As one of our attendees noted, “funding partnerships can span a variety of otherwise challenging gaps–including those between the political left, right, and center–and can advance change in a wide variety of areas, including veterans’ affairs, workforce development, the opioid epidemic, and civic education.”
Of course, collaboration often isn’t easy. As another of our attendees noted, “To build partnerships with those who are new to the field or simply different in the size or scope of their engagement, collaborative funders need to learn to listen, be willing to compromise, establish operating principles together, and align on values.”
2. Then Listen Some More
The ability to listen and learn is critical to collaboration among donors and a whole lot more besides. In fact, it’s among the most important skills grant makers can build.

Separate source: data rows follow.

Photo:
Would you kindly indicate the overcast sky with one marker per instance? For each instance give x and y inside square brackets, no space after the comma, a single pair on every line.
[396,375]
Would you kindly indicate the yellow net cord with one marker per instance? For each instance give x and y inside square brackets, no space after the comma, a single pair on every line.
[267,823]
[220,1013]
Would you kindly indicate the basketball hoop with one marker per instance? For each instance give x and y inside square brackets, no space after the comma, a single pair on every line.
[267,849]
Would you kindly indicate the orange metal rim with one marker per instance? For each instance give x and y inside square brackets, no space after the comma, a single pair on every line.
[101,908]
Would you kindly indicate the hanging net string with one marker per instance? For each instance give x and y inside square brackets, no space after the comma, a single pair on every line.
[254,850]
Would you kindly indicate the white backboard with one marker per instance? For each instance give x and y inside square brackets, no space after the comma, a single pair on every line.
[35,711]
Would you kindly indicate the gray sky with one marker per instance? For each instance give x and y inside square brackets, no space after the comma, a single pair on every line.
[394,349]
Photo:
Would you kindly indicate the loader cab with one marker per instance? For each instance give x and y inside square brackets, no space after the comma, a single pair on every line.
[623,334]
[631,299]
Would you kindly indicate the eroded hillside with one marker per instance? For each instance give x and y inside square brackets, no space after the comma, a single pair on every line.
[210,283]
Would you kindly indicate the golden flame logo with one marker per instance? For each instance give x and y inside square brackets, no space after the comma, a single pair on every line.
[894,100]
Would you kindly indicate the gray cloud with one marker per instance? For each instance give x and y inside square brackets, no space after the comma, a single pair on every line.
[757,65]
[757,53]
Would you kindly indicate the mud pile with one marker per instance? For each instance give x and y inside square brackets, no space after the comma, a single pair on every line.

Summing up a theme she traced through several CEP sessions, one of our attendees noted that those who wish to accomplish sustainable change “must adopt a listening posture when engaging with the people and communities they aim to support.” This is true in urban, rural, local, and international contexts alike.
Sustainable progress requires taking the time to build real alignment and trust
3. Only Connect—through Intermediaries
Once viewed mainly as “middlemen,” funding intermediaries increasingly play a critical role in knitting together philanthropic ecosystems. They bring different players together (enabling collaboration), set the tables for discussions (encouraging listening and learning), aggregate capital (diffusing risk and reducing expense), and enable work on system-level changes.
Simply put: intermediaries are crucial to some of the most innovative work going on in philanthropy today, at both the international systems scale, through efforts like Co-Impact, and the local systems scale, through efforts like the Heartland Fund. They increasingly function as bridges, backbones, and ecosystem builders, empowering work that otherwise couldn’t or wouldn’t happen.